Each week, a professional investor tells MoneyWeek where he’d put his money now. This week: Samir Mehta, manager of JOHCM Asia ex-Japan Fund.

With muted economic growth in the West, Asia rightly stands out as a more attractive region for investors. It is home to a number of quality companies delivering sustainable, long-term growth. These firms operate scalable businesses capable of growing five or tenfold over the next few years without needing the same amount of capital. That will generate high returns on capital. Such firms also have a strong emphasis on cash-flow generation and can grow in most economic conditions. Here are three I like.

Singapore is enjoying rising consumer incomes and robust corporate earnings. It offers a number of promising stock opportunities. ARA Asset Management (Singapore: ARA) is a Singapore-listed, Asian real-estate fund-management company that manages listed Reits (real-estate investment trusts) and private real-estate funds.

The Reits are listed in Singapore, Hong Kong and Malaysia, and invest in a diversified portfolio of retail, industrial/office and logistics properties. The company also provides real-estate management services. It generates revenues from management fees calculated as a percentage of assets and performance fees for meeting fund return targets.

The assets under management for ARA have increased from US$9.5bn in December 2007 to US$21.8bn in June 2012, while revenues and profits have nearly doubled since 2007. The company trades on a 2013 p/e of 15.5x, with a stable and steady earnings growth outlook for the next couple of years.
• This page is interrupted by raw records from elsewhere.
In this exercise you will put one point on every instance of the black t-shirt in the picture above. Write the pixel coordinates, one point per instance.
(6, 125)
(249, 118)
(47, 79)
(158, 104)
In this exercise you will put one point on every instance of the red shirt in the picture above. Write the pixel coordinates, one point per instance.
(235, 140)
My next choice is NetEase (Nasdaq: NTES). Founded in 1997, it is a leading China-based online game services company with a focus on the massively multi-player online role-playing games (MMORPGs) that are hugely popular in Asia.
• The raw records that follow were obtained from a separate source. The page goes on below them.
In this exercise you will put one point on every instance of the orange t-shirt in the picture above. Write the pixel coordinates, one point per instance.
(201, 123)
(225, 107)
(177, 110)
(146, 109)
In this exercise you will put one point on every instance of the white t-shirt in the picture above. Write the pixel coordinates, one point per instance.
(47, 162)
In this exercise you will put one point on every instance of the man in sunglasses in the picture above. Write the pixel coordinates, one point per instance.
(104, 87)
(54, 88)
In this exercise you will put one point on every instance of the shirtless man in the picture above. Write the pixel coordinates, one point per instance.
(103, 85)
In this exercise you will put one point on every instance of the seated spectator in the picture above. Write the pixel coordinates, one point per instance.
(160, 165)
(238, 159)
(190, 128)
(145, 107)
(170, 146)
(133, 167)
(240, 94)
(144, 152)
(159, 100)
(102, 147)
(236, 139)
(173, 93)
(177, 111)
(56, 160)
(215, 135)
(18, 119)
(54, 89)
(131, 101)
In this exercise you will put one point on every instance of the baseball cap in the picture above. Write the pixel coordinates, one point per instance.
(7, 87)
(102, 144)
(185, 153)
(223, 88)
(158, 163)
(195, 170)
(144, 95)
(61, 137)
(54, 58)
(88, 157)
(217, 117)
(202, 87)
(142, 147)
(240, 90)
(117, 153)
It licenses ‘World of Warcraft’, one of the most popular games in the world. It also has self-developed games like ‘Fantasy Westward Journey’ and ‘Westward Journey2’. These have seen user numbers grow by more than 60% and 80% respectively over the last four years.
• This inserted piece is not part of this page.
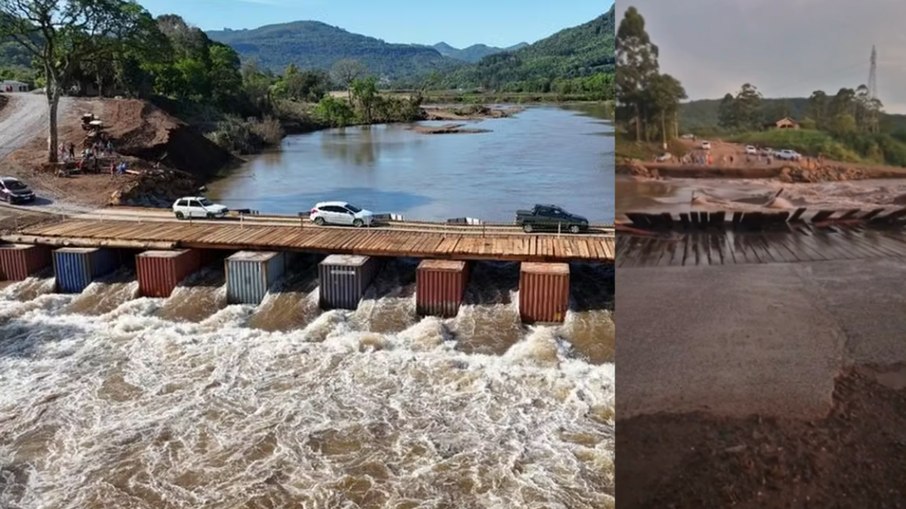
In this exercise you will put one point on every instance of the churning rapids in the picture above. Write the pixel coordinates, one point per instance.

The company derives close to 90% of its revenues from these MMORPG games and hence is less dependent on more cyclical advertising revenues. It currently has about US$2bn in cash and time deposits, generates about US$200m in operating cash flow per quarter, while earnings in 2012 are expected to be more than double the US$271m generated in 2009. The stock is cheap on an earnings multiple of 11.7x for 2012 and 10.3x for 2013.

My final choice LG Household & Healthcare (South Korea: 051910), has three main business divisions. The largest is cosmetics. Its domestic market share is close to 26.5%, neck and neck with its closest competitor, Amorepacific. The household and personal-care division accounts for about 30% of LG’s revenue and 22% of its operating profits.

The company enjoys the highest market share in this sector (more than 30%) and is continuously expanding into new areas such as diapers to take advantage of its distribution network. Finally, the beverage division accounts for about 32% of LG’s sales and 30% of its operating profits. This part of the business has benefited from the purchase of Coca-Cola Beverage in 2007, an operation LG has turned around.

The company plans to launch two to three Coca-Cola brands currently not available in South Korea to increase its number of products. Overall, LG is well placed to tap into Korea’s growing consumer demand.